The following solution wraps things up as a generator using yield
, but the value to be yielded is only updated after the requisite period of time has passed, regardless of how many calls are made to the generator. If your app is intended to run for a multi-day extended period and you care about the distributional characteristics, I'd suggest something like this:
from datetime import datetime, timedelta
from random import randint # , seed
import time
def durable_randint(*, low = 1, high = 100, duration = timedelta(days = 1)):
assert isinstance(duration, timedelta), 'duration must be a "timedelta"!'
today = datetime.now()
# seed(today.strftime("%Y:%m:%d"))
last = today - 2 * duration
while True:
now = datetime.now()
if now - last > duration:
x = randint(low, high)
last = datetime.now()
yield x
if "__main__" == __name__:
# The following is overriding the default duration of one day.

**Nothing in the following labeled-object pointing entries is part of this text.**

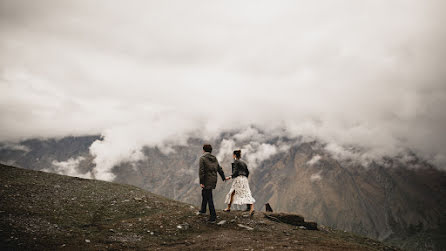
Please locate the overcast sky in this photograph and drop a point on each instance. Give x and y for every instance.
(370, 73)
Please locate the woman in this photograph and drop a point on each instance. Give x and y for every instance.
(240, 193)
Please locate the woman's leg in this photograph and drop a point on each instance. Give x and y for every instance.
(251, 211)
(230, 201)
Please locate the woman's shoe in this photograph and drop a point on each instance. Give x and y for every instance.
(251, 213)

# It will run for 45 seconds (15 iterations of 3 seconds),
# changing the value generated every 10 seconds.
gen = durable_randint(duration = timedelta(seconds = 10)) # lazy generator
for _ in range(15):
print(gen.__next__()) # next iteration of the generator
time.sleep(3)
Uncommenting the lines involving seed
will yield consistent results across multiple independent runs if the resolution is one day.